Diatomic hydrogen

rigid rotor hamiltonian angular momentum ground state hydrogen diatomic probability
Energy and Entropy 2020
At low temperatures, a diatomic molecule can be well described as a rigid rotor. The Hamiltonian of such a system is simply proportional to the square of the angular momentum \begin{align} H &= \frac{1}{2I}L^2 \end{align} and the energy eigenvalues are \begin{align} E_{\ell m} &= \hbar^2 \frac{\ell(\ell+1)}{2I} \end{align}
1. What is the energy of the ground state and the first and second excited states of the \(H_2\) molecule? i.e. the lowest three distinct energy eigenvalues.
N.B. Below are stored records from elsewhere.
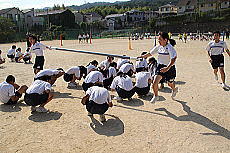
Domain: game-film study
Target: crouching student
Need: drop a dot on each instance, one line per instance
(39, 93)
(143, 82)
(123, 85)
(73, 74)
(112, 73)
(93, 78)
(49, 74)
(97, 101)
(10, 92)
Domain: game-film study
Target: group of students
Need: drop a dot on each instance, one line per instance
(109, 75)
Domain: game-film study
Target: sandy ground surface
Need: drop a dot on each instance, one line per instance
(198, 121)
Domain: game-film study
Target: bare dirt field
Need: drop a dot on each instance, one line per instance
(198, 121)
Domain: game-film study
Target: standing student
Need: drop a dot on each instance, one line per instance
(123, 85)
(97, 101)
(143, 82)
(49, 74)
(2, 60)
(127, 68)
(73, 74)
(215, 53)
(92, 66)
(112, 72)
(18, 55)
(141, 63)
(93, 78)
(37, 48)
(10, 92)
(166, 64)
(11, 53)
(27, 56)
(39, 93)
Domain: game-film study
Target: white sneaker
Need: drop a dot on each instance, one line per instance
(174, 92)
(33, 108)
(41, 110)
(71, 84)
(224, 86)
(216, 77)
(154, 99)
(102, 118)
2. At room temperature, what is the relative probability of finding a hydrogen molecule in the \(\ell=0\) state versus finding it in any one of the \(\ell=1\) states?
  i.e. what is \(P_{\ell=0,m=0}/\left(P_{\ell=1,m=-1} + P_{\ell=1,m=0} + P_{\ell=1,m=1}\right)\)
3. At what temperature is the value of this ratio 1?
4. At room temperature, what is the probability of finding a hydrogen molecule in any one of the \(\ell=2\) states versus that of finding it in the ground state?
  i.e. what is \(P_{\ell=0,m=0}/\left(P_{\ell=2,m=-2} + P_{\ell=2,m=-1} + \cdots + P_{\ell=2,m=2}\right)\)